Голова американского буйвола. Табличка: «Мясо вкусно и питательно». Теленок о двух головах («родился живым и жил довольно долгое время»). Муха цеце («водится в Африке, укус передает заражение сонной болезнью, которая состоит в том, что человеком овладевает непреоборимое влечение ко сну, человек слабеет, худеет и наконец умирает…»).
Влечение ко сну. Влечение ко сну…
– Что с тобой, моншер? Тебе дурно?
Голос Анатолия Леонидовича, как бы приглушенный веками и дальними странами, долетел сквозь забытье. Чериковер вынул из жилетного кармашка мизерный флакончик, дал понюхать. И тотчас посветлело.
– С непривычки, – решил Семен Михайлович. – Солнышком припекло. Это бывает.
– Пардон, господа, – прошептал несчастный литератор. – Но столько впечатлений… все так необычайно!
Все же какой-то странный туман реял вокруг, и сквозь его колеблющиеся волны —
– Все подлинное, милочка! Все подлинное! – смутно донеслось бог знает из какой дали. – А теперь прошу сюда… В святая святых, если можно так выразиться!
Сколько же было отпущено этому человеку!
Шумными овациями его встречали в Париже, в Берлине, в Мадриде, в Токио. Его портреты – самые разнообразные – в ярких клоунских блестках, в легких костюмах из чесучи, в строгом сюртуке со снежно-белым пластроном, с массой орденских звезд (бухарского эмира, персидская, французская Академии искусств), с россыпью медалей и жетонов на лацканах… В гриме, а чаще (последние годы исключительно) без грима: открытое смеющееся смуглое лицо, точеный, с горбинкой нос, темные шелковистые усы с изящнейшими колечками, небрежно взбитая над прекрасным лбом прическа…
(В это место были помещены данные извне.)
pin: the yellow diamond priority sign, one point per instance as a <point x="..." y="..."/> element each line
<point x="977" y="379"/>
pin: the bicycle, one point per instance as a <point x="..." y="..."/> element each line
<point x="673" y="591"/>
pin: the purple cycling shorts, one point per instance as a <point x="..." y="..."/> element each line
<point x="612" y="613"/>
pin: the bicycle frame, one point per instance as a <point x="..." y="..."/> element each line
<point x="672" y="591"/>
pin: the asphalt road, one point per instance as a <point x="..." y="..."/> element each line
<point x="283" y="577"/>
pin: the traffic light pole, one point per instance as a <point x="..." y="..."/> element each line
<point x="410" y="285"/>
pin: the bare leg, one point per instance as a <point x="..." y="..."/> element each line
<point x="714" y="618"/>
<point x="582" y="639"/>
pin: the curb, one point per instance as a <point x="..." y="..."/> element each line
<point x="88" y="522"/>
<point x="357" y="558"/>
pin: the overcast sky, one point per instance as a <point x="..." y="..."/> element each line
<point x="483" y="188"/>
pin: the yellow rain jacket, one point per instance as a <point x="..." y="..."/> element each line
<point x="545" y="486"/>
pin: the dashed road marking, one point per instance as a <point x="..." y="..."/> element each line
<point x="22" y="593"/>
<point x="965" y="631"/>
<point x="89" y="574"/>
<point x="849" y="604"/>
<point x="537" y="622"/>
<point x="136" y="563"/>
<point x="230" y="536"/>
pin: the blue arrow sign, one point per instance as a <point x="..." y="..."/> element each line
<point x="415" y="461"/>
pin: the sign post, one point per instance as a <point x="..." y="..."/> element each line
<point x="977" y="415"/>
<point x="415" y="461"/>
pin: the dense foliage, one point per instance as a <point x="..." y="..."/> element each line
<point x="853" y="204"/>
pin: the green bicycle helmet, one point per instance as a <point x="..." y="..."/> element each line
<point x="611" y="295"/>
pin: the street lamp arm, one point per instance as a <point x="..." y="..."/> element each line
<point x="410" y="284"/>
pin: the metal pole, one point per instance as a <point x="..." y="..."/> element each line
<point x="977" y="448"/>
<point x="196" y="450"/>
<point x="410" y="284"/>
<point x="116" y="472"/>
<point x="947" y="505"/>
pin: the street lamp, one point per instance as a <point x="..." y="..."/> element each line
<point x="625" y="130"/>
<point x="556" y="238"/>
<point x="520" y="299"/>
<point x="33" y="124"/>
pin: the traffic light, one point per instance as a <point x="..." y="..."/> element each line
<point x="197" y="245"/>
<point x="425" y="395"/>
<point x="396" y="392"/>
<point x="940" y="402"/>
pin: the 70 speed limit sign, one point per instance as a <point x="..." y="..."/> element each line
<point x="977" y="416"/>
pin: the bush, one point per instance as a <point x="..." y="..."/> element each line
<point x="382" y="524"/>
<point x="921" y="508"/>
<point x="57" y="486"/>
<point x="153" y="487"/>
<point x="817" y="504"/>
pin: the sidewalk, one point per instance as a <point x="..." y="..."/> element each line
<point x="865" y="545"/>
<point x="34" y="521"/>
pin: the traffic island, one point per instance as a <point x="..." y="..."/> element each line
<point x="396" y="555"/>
Тысячи самых забавных, невероятных историй – легенд, анекдотов, пестрые столбцы газетной трескотни – всюду, где бы ни появлялся, неизменно сопровождали его триумфальное шествие, увеличивали и без того огромную славу «короля смеха». И все это шумело, аплодировало, кричало «браво, Дуров!». Как всякому артисту, это, разумеется, доставляло наслажденье, но, что ни говорите, господа, утомляло. Временами желание тишины преобладало над всем, о тишине мечталось, как о встрече с тайной возлюбленной. И тогда…
Тогда он уходил.
Скрывался по неделям, по месяцам. И лишь свои, домашние, знали – где он, куда ушел.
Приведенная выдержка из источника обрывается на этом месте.